I turned 27 on April 15th. It's still very young, I know. In February and March however, I was already trying to prepare myself for this day. More than Thanksgiving and Christmas, my birthday is a marker for the time we have been waiting to become parents. This is the 3rd birthday that I have celebrated (or just tried to get through) while on our journey to parenthood. I never dreamed that I would turn 27 and not be a mom. It probably sounds so weird to some, but I started my career at 19, got engaged at 21, married at 22, and always thought I would be a mom for the first time by 24... Now there's a real possibility that I might celebrate yet another birthday before becoming a mom for the first time. More than anything, I think that it just the realization (yet again) that sometimes the life you had planned for yourself takes a different course.
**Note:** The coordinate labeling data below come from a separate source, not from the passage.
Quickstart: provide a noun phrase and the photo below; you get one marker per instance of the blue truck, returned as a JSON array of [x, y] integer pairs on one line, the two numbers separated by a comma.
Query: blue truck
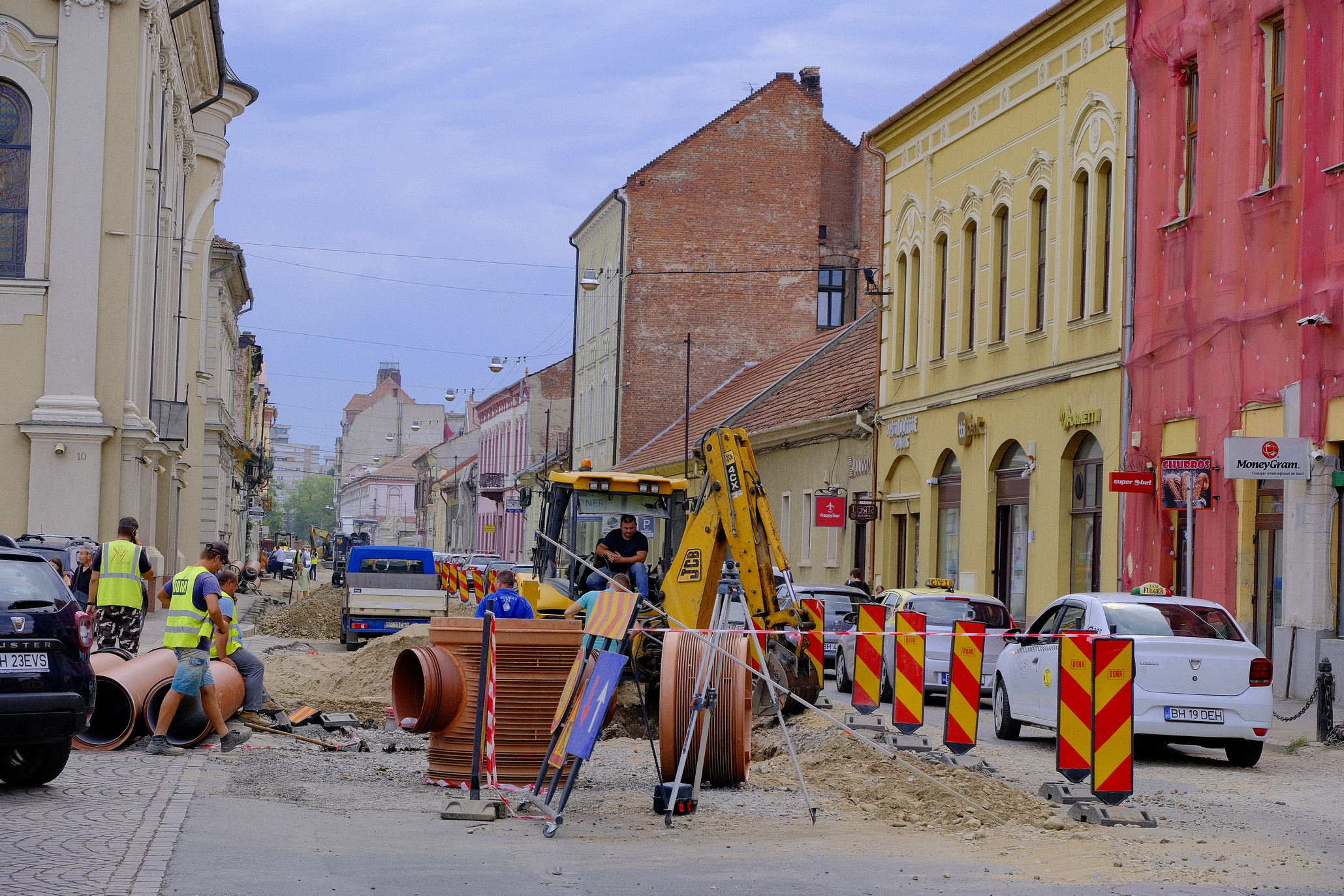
[[388, 589]]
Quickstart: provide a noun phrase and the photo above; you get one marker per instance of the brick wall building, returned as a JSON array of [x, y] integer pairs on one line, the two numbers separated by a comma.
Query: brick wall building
[[768, 187]]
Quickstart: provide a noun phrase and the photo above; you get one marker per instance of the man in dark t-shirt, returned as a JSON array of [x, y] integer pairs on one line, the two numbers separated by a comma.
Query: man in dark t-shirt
[[624, 551]]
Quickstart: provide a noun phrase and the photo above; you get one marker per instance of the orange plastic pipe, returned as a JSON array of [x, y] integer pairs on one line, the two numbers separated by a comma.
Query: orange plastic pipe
[[121, 688]]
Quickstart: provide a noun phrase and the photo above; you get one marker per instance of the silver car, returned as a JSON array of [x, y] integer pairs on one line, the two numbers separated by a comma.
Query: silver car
[[941, 609]]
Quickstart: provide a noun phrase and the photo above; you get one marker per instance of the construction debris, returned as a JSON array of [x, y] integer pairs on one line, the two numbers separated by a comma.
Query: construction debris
[[317, 615]]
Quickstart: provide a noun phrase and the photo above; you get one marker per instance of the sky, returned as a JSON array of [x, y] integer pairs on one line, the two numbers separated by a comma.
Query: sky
[[407, 181]]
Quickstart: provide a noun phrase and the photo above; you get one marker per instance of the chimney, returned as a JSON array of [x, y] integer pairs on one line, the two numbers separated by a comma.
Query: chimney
[[811, 80], [389, 371]]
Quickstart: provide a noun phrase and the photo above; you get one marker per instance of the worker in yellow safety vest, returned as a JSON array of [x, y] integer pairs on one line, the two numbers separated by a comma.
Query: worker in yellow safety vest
[[195, 619], [117, 589]]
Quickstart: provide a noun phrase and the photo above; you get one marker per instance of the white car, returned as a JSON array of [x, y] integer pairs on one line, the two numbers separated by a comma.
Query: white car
[[1198, 679], [941, 608]]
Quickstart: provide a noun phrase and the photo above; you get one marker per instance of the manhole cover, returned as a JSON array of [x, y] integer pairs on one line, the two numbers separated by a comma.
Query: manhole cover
[[1175, 889]]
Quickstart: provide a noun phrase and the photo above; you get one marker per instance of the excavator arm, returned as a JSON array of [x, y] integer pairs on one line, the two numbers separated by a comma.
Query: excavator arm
[[732, 519]]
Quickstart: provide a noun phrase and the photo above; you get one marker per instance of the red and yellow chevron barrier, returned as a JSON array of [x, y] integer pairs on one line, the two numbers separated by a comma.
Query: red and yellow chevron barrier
[[1073, 742], [813, 642], [907, 700], [867, 657], [968, 657], [1113, 719]]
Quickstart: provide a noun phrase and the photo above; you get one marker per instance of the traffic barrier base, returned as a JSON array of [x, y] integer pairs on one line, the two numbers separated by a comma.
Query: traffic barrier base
[[1093, 813], [1058, 792]]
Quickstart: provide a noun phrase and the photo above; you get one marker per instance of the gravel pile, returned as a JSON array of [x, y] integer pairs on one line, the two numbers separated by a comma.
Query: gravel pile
[[359, 683], [317, 615]]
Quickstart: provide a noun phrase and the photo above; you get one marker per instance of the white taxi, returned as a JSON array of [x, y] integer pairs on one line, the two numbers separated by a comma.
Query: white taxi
[[1198, 679]]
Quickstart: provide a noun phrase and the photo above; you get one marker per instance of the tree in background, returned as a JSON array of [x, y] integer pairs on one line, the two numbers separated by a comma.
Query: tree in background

Despite the dread and many tears shed in February and March, my April, including the birthday, have been great. A new job that I love has definitely helped. This truly is my dream job and a perfect job for a working mother. Some realizations that I have had this month : had I gotten pregnant right away at 24, I would have likely never even considered taking this job; this incredible journey has helped me re-find my faith; I look at the children in our lives in a completely new way, knowing just how much of a miracle they really are; and so many of our friends and family members have been exposed to the beauty and joy of adoption through our journey. I hope this joy and feeling of hopefulness can carry me through a few more months and maybe even through the number 28!
In February, the Parrish family welcomed their second child - Gabriela. We have loved following them on their journey to, and in, Colombia. Their CaringBridge site is:
This week, to the surprise of many, there was another referral! The Galarneault family received news that they are parents to a 2nd boy! We can't wait to share their journey with them as they meet and welcome Baby Samuel. Their CaringBridge site is:
While the outlook for international adoption is still pretty grim in terms of waiting time, we are so happy that a least 2 FANA families have/will be welcoming babies into their lives. It's so hard to imagine right now, but one day, that will be us.